Assange, said O’Hagan, had also convinced himself that he was worshipped by people who came into contact with him. Speaking of Nick Davies, a Guardian reporter who had worked with WikiLeaks, the ghostwriter recalled Assange saying: “The problem was he was in love with me. Not sexually. But just in love with me. Like I was this younger guy he wanted to be.”

O’Hagan continued: “He said the same thing about the Icelandic politician and activist Birgitta Jónsdóttir: ‘She was in love with me.’ I knew from then on that any understanding of him would involve a recognition of his narcissism.”

The account recorded Assange’s fear of being followed, spied upon and even killed because of his leaks. One day when the writer accompanied Assange to a police station Sarah Harrison – Assange’s assistant and girlfriend – got out of the car to check if anyone was in the nearby bushes. When O’Hagan asked if she was looking for paparazzi he was told, “Assassins.”

Assange is wanted in Sweden for the alleged sexual assault of two women, which he denies. O’Hagan's account considers the hacker's interaction with women.

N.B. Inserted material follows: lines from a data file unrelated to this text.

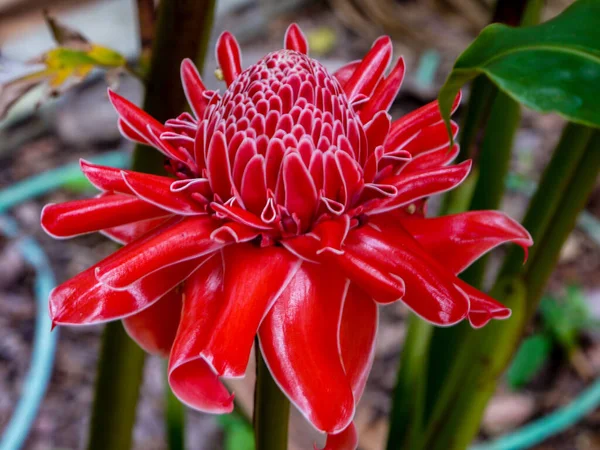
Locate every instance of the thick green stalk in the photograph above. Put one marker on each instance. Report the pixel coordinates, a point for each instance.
(407, 413)
(556, 178)
(182, 31)
(117, 390)
(271, 410)
(458, 410)
(477, 111)
(573, 200)
(174, 418)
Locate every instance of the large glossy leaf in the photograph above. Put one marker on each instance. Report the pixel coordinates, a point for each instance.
(554, 66)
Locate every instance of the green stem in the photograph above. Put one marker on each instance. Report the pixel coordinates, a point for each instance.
(573, 200)
(271, 410)
(477, 111)
(406, 418)
(174, 419)
(117, 390)
(459, 408)
(556, 178)
(182, 31)
(494, 163)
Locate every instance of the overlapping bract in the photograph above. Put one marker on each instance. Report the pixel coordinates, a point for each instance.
(294, 206)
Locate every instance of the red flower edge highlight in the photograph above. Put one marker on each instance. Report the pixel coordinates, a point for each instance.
(294, 207)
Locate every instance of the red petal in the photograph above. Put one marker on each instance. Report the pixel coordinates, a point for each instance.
(416, 185)
(430, 291)
(459, 240)
(173, 242)
(300, 191)
(218, 166)
(156, 190)
(368, 74)
(104, 178)
(254, 185)
(344, 73)
(86, 216)
(83, 300)
(295, 39)
(131, 134)
(357, 337)
(299, 341)
(192, 380)
(430, 138)
(193, 87)
(346, 440)
(229, 57)
(125, 234)
(407, 126)
(384, 95)
(376, 130)
(432, 159)
(227, 299)
(137, 119)
(154, 328)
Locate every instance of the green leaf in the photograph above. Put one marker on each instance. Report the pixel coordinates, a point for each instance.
(528, 361)
(238, 433)
(554, 66)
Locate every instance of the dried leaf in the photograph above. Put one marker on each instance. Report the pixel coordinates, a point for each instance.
(60, 68)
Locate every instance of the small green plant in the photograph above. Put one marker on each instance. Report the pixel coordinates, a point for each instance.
(563, 320)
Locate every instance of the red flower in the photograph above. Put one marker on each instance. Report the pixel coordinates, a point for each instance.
(295, 206)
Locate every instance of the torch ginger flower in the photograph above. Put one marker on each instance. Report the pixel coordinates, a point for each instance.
(295, 207)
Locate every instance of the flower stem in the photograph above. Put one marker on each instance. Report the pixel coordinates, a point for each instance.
(573, 200)
(406, 418)
(174, 419)
(117, 390)
(182, 31)
(554, 182)
(271, 410)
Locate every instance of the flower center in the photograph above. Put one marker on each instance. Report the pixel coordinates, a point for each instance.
(283, 144)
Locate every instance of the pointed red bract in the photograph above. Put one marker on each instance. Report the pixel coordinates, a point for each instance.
(229, 57)
(168, 244)
(299, 341)
(461, 239)
(155, 327)
(84, 300)
(226, 312)
(345, 440)
(194, 87)
(295, 39)
(86, 216)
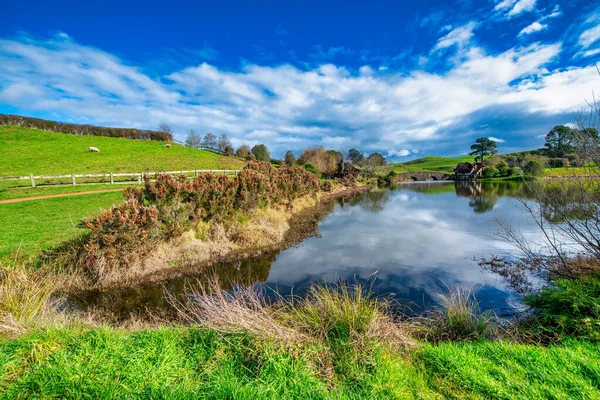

He recalled Harrison revealing how Assange was angry with her simply for having given a friendly hug to a member of staff. She told him: “Julian was like “that’s so disrespectful to me” and went off on one. He said I’d said the guy smelled nice and that was humiliating. He did smell nice; he’d just had a bath. Julian was furious.” When he asked her about the sex allegations she insisted: “He didn’t rape them but he was really fucking stupid.”

But O’Hagan, who has attempted to remain friends with Assange, also spoke of the good that his subject tried to do: “One of the things Julian found it hardest to admit to was the amount of hacking he did himself….. At the time of the Egyptian uprising, Mubarak tried to close down the country’s mobile phone network, a service that came through Canada. Julian and his gang hacked into Nortel and fought against Mubarak’s official hackers to reverse the process. The revolution continued and Julian was satisfied, sitting back in our remote kitchen eating chocolates.

“What Julian lacked in efficiency or professionalism he made up for in courage. What he lacked in carefulness he made up for in impact.”